- Color of berry skin: Blanc
- Species: Vitis vinifera
- Also called: Geilweilerhof 33-13-113
- Origin: Palatinate, Germany
- VIVC number: 8791

= Optima (grape) =

Variety of grape

Optima is a white wine grape that was created by viticulturalist Peter Morio at the Geilweilerhof Institute for Grape Breeding in the Palatinate in 1930. Morio crossed a Riesling x Silvaner cross with Müller-Thurgau. The Riesling x Silvaner is sometimes mentioned as Rieslaner, but more often just as "a Riesling x Silvaner". Due to the random element of genetic recombination involved in sexual reproduction of plants, no two crosses of the same parent grape varieties will be identical, so there is a difference between the Riesling x Silvaner cross Rieslaner, and each other such cross.

Optima received varietal protection and was released for general cultivation in 1970 and 1971, respectively. Its name is derived from the Latin language word for "the best".

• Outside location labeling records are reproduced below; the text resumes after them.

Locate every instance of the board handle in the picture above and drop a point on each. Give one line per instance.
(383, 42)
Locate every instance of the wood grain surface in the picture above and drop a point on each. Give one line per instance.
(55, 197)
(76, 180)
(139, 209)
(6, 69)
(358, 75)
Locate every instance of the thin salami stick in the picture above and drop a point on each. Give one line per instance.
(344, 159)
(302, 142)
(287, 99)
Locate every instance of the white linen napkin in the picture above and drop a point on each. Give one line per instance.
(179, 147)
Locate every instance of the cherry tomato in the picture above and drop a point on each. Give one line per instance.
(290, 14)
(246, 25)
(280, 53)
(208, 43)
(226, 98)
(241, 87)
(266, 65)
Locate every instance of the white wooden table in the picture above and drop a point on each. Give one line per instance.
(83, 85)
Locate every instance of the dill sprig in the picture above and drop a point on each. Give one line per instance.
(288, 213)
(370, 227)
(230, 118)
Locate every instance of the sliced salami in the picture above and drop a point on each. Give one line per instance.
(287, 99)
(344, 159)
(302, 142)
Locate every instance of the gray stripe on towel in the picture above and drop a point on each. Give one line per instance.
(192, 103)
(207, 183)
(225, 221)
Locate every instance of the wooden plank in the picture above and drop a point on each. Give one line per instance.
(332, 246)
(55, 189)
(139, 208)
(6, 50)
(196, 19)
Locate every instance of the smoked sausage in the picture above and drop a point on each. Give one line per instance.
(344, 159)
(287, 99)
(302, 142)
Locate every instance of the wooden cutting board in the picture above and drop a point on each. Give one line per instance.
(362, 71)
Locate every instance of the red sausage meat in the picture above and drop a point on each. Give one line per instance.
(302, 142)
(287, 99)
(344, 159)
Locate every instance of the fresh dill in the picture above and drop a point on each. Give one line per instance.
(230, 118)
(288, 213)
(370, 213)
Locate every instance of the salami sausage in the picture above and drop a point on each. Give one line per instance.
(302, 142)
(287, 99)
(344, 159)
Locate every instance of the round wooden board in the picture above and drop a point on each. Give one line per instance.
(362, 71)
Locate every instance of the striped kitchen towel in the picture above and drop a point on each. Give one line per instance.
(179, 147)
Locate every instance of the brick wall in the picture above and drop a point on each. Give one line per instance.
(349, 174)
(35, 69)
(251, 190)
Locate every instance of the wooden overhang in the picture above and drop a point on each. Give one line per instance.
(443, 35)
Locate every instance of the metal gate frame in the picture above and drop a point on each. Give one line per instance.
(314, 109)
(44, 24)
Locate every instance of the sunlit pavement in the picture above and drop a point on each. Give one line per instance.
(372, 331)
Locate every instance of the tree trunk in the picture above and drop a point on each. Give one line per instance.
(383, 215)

Optima ripens very early, even before other varieties which are considered as early ripening, such as Müller-Thurgau. Its late budding made it popular in the Mosel region, since it thus was less prone to frost damage. It can also grow on poor sites, where more demanding grape varieties such as Riesling do not ripen very reliably. It also easily achieves very impressive must weights, resulting in its use as a booster of Prädikat levels and sweetness in cheap German blended wines, primarily in Rheinhessen and Mosel. This use is similar to the variety Ortega.

Varietal wines made from Optima grapes are usually yellow-green in colour, can show aromas similar to Riesling, but are lower in acidity. For this reason they have been described as "flabby and undistinguished", and as mentioned above, primarily used in blends.

German plantings of Optima peaked at 420 ha in 1990, but in similarity with many other new breeds of white German grapes, Optima has lost popularity in recent years. It is now grown on less than 100 ha of vineyards in Germany. The remaining plantations are found primarily in Mosel and Rheinhessen.

It is known under the synonyms (breeding codes) Geilweilerhof 33-13-113 and Gf. 33–13–113.

Optima was used in a crossing to produce the grape variety Orion.